Hello @danielhanchen, I'm Gemini Code Assist1! I'm currently reviewing this pull request and will post my feedback shortly. In the meantime, here's a summary to help you and other reviewers quickly get up to speed!

This pull request delivers crucial fixes to enhance the stability and correctness of Gemma3 Vision and Gemma3N Conversational audio inference within the transformers 5.x ecosystem. It addresses complex data type inconsistencies that led to crashes, particularly when using float16 precision, and provides a targeted workaround for an upstream bug affecting audio mask propagation.
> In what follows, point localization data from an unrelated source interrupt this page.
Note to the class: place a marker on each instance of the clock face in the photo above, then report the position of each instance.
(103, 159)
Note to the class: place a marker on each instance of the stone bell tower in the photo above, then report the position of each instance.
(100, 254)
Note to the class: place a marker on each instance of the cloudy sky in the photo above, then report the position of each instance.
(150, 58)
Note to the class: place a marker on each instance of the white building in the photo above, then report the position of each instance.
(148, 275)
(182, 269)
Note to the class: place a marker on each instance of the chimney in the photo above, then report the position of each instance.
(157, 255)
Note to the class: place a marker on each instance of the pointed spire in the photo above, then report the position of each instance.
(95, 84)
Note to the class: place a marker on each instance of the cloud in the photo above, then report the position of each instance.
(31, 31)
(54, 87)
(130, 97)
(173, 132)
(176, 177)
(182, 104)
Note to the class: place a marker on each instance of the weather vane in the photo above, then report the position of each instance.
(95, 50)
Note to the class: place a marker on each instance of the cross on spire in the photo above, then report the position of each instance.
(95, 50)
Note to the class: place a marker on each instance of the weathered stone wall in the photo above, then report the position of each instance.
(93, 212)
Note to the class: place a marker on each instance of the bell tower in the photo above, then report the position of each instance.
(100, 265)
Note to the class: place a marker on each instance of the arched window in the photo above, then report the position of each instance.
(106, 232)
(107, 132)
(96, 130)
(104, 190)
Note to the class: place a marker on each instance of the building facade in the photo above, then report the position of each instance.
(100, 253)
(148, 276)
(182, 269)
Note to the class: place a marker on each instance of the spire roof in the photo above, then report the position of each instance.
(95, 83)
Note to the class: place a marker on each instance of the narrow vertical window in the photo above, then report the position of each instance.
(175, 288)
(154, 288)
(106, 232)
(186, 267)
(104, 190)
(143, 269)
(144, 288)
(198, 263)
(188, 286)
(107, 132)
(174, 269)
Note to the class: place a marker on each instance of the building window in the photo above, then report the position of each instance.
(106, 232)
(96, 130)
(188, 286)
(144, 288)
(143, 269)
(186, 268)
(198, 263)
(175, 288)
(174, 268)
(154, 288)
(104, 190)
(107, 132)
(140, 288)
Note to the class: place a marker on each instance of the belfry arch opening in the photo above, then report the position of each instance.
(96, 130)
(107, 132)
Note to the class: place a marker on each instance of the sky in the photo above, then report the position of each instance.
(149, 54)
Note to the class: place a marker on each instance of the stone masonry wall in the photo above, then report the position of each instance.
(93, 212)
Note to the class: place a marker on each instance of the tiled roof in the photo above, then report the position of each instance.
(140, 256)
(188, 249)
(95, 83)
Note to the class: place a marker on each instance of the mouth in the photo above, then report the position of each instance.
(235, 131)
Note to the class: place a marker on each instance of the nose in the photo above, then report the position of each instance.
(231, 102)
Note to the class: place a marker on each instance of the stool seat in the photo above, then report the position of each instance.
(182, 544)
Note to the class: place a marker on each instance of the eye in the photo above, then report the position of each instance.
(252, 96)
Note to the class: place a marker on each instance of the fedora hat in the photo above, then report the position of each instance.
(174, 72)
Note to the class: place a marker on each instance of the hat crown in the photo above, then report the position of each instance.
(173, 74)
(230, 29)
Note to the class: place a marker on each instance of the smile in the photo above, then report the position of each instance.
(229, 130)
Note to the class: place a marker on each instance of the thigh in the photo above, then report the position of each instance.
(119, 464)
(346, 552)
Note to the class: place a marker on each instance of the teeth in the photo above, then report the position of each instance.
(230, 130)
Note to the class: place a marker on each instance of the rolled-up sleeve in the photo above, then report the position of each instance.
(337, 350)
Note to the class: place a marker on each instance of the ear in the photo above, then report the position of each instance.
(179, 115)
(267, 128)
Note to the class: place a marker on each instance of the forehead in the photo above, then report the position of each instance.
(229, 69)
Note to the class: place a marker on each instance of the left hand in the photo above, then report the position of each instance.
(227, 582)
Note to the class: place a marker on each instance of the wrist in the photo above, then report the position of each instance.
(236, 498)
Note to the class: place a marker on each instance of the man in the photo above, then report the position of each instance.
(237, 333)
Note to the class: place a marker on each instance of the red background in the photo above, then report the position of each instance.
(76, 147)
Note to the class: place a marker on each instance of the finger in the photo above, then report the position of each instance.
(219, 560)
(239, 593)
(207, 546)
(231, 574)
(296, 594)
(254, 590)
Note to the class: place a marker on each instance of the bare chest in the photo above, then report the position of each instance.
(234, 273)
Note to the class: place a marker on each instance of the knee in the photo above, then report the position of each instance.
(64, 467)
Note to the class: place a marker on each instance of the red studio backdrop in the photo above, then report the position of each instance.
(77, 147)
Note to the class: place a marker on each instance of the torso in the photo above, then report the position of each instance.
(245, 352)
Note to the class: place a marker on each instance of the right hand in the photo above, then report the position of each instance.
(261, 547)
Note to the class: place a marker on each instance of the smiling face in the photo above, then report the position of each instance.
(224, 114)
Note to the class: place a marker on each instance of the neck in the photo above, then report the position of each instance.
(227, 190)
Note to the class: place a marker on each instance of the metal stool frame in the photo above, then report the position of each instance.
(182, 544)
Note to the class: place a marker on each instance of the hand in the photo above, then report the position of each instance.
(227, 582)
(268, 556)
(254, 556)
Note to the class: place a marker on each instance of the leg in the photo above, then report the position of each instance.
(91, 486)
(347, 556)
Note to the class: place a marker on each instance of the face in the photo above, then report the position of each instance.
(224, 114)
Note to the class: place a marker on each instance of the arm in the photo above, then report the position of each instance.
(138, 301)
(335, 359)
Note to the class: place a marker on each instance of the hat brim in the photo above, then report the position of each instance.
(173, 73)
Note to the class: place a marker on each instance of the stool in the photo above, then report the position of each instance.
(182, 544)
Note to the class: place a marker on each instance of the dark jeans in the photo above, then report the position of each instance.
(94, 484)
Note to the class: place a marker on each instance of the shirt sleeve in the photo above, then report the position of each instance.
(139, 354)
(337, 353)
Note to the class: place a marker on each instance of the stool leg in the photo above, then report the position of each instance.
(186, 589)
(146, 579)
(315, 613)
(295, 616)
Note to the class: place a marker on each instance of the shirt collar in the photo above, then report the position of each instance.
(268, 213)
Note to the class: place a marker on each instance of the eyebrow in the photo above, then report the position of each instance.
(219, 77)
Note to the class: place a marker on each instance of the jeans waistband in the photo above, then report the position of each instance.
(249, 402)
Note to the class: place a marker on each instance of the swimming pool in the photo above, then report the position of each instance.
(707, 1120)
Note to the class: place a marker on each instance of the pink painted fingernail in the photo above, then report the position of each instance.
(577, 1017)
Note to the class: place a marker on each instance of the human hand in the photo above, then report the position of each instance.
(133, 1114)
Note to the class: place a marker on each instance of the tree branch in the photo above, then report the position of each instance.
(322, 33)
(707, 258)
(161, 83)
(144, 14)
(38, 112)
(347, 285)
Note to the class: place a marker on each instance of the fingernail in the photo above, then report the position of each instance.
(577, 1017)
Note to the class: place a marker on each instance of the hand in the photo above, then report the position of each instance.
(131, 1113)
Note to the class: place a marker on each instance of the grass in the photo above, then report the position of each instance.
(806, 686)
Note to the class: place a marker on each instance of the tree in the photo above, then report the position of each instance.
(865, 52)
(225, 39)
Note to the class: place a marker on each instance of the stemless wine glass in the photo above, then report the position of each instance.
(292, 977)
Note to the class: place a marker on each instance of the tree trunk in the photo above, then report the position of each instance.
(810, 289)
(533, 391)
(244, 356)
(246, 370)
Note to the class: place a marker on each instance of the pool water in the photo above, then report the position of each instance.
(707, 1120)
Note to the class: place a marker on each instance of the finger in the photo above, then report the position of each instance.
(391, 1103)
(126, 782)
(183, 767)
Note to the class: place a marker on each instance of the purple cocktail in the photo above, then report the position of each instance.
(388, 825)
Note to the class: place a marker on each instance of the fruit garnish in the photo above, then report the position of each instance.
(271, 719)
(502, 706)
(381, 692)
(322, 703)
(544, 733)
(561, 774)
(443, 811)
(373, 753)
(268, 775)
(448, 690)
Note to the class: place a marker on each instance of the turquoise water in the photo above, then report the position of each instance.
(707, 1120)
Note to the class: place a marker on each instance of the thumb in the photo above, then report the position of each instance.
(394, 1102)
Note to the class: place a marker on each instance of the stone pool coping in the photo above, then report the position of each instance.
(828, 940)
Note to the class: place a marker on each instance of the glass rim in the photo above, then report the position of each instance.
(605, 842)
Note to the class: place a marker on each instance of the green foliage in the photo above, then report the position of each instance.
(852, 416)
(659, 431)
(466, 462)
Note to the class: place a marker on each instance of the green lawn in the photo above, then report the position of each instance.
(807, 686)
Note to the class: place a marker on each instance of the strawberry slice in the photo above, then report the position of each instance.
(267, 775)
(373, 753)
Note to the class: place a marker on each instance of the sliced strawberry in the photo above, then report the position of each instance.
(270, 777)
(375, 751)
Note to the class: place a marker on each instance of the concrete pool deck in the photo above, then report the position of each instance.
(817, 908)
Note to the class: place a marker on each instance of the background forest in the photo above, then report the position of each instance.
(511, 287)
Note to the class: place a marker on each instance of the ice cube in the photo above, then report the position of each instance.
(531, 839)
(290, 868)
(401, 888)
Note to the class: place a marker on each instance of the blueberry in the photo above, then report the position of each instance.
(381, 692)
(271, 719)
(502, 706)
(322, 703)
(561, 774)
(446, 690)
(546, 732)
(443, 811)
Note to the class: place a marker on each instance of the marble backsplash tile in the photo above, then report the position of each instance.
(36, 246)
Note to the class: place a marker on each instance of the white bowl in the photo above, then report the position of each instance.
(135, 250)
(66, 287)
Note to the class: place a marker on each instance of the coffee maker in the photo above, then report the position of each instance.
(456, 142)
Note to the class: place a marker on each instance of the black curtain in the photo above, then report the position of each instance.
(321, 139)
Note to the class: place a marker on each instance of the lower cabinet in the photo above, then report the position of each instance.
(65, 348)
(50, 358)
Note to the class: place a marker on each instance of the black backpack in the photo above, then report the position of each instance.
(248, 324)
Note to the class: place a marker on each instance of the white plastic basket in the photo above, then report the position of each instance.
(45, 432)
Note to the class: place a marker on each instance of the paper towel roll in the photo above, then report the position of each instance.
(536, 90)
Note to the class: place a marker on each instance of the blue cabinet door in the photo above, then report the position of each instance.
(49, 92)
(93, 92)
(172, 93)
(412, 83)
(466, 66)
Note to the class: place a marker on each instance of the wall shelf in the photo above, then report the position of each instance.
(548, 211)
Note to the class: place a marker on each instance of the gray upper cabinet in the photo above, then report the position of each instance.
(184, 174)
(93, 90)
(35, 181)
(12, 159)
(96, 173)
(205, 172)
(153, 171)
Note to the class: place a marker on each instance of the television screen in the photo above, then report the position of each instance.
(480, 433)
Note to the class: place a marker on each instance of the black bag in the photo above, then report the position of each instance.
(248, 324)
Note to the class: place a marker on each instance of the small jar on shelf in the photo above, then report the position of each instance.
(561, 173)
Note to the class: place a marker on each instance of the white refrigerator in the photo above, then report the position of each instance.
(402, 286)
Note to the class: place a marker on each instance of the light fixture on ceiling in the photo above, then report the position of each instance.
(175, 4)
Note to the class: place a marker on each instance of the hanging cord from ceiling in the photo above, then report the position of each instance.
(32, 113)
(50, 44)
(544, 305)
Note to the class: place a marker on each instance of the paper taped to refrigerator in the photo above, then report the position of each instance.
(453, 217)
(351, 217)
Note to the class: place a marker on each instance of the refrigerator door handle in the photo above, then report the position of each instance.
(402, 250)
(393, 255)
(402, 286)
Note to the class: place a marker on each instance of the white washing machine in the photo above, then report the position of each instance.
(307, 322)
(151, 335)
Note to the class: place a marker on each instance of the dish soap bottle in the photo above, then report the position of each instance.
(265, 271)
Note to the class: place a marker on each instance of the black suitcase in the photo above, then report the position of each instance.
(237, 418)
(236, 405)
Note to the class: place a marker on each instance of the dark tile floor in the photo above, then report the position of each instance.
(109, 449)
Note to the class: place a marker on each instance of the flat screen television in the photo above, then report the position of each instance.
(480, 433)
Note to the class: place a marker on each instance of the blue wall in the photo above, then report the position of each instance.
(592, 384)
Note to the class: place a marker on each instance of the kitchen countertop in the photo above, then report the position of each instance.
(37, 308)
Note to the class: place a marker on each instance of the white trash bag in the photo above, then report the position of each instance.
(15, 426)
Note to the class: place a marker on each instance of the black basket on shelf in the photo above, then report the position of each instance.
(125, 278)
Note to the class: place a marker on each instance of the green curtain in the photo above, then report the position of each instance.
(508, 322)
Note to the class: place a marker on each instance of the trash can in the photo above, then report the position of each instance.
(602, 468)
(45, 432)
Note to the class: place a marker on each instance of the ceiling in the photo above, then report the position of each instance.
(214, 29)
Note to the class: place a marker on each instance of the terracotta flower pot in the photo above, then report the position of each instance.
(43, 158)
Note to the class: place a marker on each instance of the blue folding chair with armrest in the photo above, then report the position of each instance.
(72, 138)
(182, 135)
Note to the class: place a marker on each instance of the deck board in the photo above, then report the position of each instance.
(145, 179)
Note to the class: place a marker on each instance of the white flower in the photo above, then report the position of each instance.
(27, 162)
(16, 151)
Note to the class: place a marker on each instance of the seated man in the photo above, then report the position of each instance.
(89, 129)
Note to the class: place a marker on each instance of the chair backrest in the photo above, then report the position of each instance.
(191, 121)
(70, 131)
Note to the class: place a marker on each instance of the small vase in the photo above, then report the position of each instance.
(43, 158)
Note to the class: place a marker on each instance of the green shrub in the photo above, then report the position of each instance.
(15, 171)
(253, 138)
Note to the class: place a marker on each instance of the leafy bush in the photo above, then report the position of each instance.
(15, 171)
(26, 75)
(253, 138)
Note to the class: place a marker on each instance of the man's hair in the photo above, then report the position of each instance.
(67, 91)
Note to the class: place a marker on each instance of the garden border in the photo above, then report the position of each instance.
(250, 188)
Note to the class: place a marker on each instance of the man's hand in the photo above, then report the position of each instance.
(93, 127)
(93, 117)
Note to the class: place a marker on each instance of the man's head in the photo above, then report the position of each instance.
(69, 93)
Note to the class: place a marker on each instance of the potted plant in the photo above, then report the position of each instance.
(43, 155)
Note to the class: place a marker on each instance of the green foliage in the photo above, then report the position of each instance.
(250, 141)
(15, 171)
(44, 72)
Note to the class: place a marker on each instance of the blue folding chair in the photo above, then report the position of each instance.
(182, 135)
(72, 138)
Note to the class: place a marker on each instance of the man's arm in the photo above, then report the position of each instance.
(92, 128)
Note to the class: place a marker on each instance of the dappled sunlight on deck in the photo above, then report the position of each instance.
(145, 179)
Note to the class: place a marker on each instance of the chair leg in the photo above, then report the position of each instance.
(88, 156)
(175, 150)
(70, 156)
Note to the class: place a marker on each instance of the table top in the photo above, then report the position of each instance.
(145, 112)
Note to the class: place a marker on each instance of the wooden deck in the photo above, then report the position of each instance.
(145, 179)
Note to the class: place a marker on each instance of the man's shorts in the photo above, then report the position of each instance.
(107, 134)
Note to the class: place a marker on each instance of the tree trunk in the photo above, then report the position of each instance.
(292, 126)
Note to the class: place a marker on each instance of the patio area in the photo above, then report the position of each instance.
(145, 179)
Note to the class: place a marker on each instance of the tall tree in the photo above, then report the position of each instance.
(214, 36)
These changes ensure more robust and reliable model execution across various configurations.

Highlights

  • Gemma3 Vision Inference Fix: Fixed a crash in Gemma3 Vision inference caused by index_copy_ dtype mismatch and flex_attention dtype validation when using dtype=torch.float16 on transformers 5.x.
  • Gemma3N Audio Inference Fix: Resolved a crash in Gemma3N Conversational audio inference (AttributeError: 'Tensor' object has no attribute 'audio_mel_mask') on transformers 5.x, addressing an upstream bug.
  • RoPE Mixed Dtype Handling: Implemented a source transformation, fix_apply_rotary_pos_emb_mixed_dtype, to cast cos/sin dtypes to match q dtype within apply_rotary_pos_emb during compilation, preventing float32 intermediate results.
  • Static Cache Dtype Mismatch Patch: Added patch_static_cache_dtype_mismatch to temporary_patches/misc.py to correctly handle key/value dtype mismatches during cache initialization and updates in StaticLayer and StaticSlidingWindowLayer for FORCE_FLOAT32 paths.
  • Audio Mel Mask Preservation: Introduced a patch in temporary_patches/gemma3n.py to attach audio_mel_mask onto the pooler_output tensor within get_audio_features, ensuring it survives variable reassignment and is accessible later.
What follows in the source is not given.